User experience – UX, for short – is the emotion, intuition and connection a user feels when interacting with a site or product. The term is very often conceived to be about creating beautiful interfaces. But there’s more to it.
How your site or app looks like does not matter if people don’t know how to interact with it.
UX is about your users having fun on their journey through your product. Users need to enjoy their interaction. If they can’t, you’re doing it all wrong!
The previous UBA Internet banking application was deployed in 2004. It was rated as one of the best online banking platforms then. And it worked well. It was 100% usable. It was secure and clients could perform transactions. Until things changed, like they always do in the fast-paced technology space.
The bank saw the need for the platform to go beyond providing usability. As site visits from mobile and tablet devices increased, the platform built on HTML4 standards with tables and fixed widths couldn’t survive the tide.
#TeamAnakle convinced the bank of the goodness of “user-centered design” and explained why they needed to stop thinking like a bank – but think like the online banking users.
All through the UX sessions, product design and development was done with the user in focus.
We gathered the required data.
This enabled us discover the needs of the online banking users and the concerns of the bank.
The importance of UX for complex sites like internet banking and online sales sites cannot be over-emphasized because users must be able to easily navigate the site and understand how to use it.
If you have to explain the label on a button or call-to-action on your site, it most likely doesn’t work!
There’s a need to create a positive emotional connection to your users the first time they visit. You don’t want users that have to use your site just because they have no other alternative.

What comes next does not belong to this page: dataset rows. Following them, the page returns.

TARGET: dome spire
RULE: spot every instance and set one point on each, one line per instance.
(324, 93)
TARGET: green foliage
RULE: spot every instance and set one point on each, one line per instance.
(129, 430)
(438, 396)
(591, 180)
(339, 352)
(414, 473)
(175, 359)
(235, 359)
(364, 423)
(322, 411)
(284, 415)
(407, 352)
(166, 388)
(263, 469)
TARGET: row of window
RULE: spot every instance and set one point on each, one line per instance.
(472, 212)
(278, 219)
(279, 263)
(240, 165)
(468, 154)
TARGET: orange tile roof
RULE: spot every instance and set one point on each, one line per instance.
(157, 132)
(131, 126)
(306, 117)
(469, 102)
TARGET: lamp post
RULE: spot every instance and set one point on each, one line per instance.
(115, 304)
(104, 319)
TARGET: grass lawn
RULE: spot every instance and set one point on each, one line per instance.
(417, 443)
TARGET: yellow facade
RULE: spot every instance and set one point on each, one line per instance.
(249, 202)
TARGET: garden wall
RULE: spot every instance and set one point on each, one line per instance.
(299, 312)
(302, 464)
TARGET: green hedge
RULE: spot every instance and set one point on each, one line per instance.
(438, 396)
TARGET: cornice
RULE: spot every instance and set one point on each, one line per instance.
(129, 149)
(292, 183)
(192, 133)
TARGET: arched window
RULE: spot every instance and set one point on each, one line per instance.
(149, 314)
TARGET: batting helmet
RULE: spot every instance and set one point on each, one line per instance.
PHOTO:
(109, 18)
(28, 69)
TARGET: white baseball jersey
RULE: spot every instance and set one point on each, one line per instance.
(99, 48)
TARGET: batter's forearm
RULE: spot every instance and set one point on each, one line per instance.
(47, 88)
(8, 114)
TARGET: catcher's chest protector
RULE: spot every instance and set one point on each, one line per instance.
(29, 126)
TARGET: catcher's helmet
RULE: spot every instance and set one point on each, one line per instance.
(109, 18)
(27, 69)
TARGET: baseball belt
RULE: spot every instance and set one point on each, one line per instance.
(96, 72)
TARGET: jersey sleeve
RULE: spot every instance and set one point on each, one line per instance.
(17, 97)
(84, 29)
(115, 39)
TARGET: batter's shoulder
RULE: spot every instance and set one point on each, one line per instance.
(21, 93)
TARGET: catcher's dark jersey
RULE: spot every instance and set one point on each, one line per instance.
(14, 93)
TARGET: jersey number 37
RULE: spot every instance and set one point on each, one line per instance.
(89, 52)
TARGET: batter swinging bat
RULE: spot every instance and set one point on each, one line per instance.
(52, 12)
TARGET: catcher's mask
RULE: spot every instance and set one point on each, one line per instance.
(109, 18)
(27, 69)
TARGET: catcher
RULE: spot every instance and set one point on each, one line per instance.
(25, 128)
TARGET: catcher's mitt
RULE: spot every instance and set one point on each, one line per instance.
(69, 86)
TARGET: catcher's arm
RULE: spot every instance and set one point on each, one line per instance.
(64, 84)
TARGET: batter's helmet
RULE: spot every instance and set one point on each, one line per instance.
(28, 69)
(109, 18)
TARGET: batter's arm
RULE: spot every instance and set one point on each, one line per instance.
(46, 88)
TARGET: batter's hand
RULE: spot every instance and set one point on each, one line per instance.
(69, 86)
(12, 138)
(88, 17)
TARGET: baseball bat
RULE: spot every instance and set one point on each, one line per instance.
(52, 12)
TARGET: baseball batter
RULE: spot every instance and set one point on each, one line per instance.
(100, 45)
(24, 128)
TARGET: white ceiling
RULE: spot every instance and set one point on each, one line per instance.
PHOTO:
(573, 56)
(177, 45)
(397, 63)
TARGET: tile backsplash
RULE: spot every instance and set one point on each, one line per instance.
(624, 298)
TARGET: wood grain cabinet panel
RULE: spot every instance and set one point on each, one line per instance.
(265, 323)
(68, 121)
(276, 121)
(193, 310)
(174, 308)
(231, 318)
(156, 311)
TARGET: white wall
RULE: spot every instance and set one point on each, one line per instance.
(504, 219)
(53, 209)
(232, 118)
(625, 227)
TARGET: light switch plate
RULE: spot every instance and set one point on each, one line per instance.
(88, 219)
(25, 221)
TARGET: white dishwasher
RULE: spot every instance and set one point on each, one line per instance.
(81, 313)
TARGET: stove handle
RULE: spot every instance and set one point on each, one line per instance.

With HTML structure refactoring, bootstrapping, cascading style sheets, minified javascript and same back-end code, the site looked like a breath of fresh air.
The old vs. the new homepage
* We hoped to change the background image and the accompanying image info daily. But that didn’t happen – yet.
The old vs. the new dashboard
Old operative accounts vs new operative accounts dashboard
And No, We didn’t forget our mobile users.
After the UX upgrade, the figures and reviews spoke for themselves.
The bank recorded increased adoption rates by bank customers, increased site visits from mobile and tablet devices, decreased training and support costs and increased customer satisfaction within the first 3 months following the face-lift.
So how can you get started making a great UX for your next product? Think like your user and build for your user.
You never can predict for sure how your site will be perceived. But you can try to make the experience worth the while.